Pour travailler sur ce projet de recherche, il me semble nécessaire de chercher à établir de multiples connexions entre des pratiques du travail social, des implications en lien avec un lieu qui recèle ses spécificités. Cela fait naître un foisonnement de problèmes et de questions sur lesquelles il conviendra de faire le tri.
[1] Je pense à l’exemple (parmi d’autres), dans un cadre associatif, à la désignation de « gens issus de la misère » dans les Universités Populaires d'ATD quart-monde.
[2] J'appelle « cadre de réflexivité » l'ensemble des éléments, au sein d'un établissement ou d'un groupe professionnel (dans le domaine de la formation, de l'éducatif... ) qui vont permettre aux praticiens d'avoir un regard et une intelligibilité de leur pratique et de la façon dont elle s'agence à l'environnement, au sens qu'elle a pour soi et pour les autres. Pour tenter une définition provisoire, on peut citer un certains nombre d'objets symboliques qui composent ce cadre, notamment ceux qui apparaissent sous forme de moments et de lieux : les réunions de l'équipe, des temps d'échanges informelles, du temps « perdu », des objets de médiation comme le cahier de coordination, les supervisions ou séances d'analyse de la pratique les séminaires ... etc. On peut inclure dans ce cadre les formations professionnelles ou universitaires dont sont issus les membres.

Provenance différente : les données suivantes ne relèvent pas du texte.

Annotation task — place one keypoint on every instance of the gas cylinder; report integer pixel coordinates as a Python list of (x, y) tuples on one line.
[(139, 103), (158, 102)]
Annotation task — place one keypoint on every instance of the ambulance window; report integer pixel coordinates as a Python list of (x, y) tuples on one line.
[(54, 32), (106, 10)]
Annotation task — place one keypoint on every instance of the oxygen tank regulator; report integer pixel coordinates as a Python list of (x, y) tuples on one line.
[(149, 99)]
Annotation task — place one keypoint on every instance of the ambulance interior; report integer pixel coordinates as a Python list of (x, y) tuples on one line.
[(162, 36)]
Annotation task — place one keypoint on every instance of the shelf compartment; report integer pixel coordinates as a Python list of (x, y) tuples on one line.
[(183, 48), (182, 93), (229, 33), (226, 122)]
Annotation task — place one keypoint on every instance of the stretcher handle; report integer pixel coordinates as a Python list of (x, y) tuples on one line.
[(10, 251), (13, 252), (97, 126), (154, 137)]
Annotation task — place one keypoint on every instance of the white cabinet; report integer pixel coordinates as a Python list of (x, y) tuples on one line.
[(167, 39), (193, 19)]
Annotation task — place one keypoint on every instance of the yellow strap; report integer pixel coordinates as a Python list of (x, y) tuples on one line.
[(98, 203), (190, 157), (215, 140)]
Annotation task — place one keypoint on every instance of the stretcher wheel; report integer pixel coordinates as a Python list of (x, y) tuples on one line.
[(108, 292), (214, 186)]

[3] On peut noter que le conseil d'administration est composé de personnes (essentiellement des travailleurs sociaux) dont la grande majorité est issue de ce même DESS, de même que le chef de projet actuel et les deux intervenantes sociales qui oeuvrent à ses côtés. Par ailleurs, Joël Azémar est co-fondateur de l'Institut de recherche Iscra (Institut Social et Coopératif de Recherche Appliquée) de Montpellier.
[4] Pascal RUFFEL et Zoubir CHATTOU, « Migrer : Un enjeu (réel et symbolique) de vie et de mort », Le Sociographe n°13, Clandestins. Face aux situations contradictoires des migrants, pp. 71-81.
[5] Pour une approche compréhensive en sociologie je me réfère notamment à Peter BERGER et Thomas LUCKMANN, La construction sociale de la réalité.
[6] Voir Paul RICŒUR, Temps et récits et Du texte à l'action.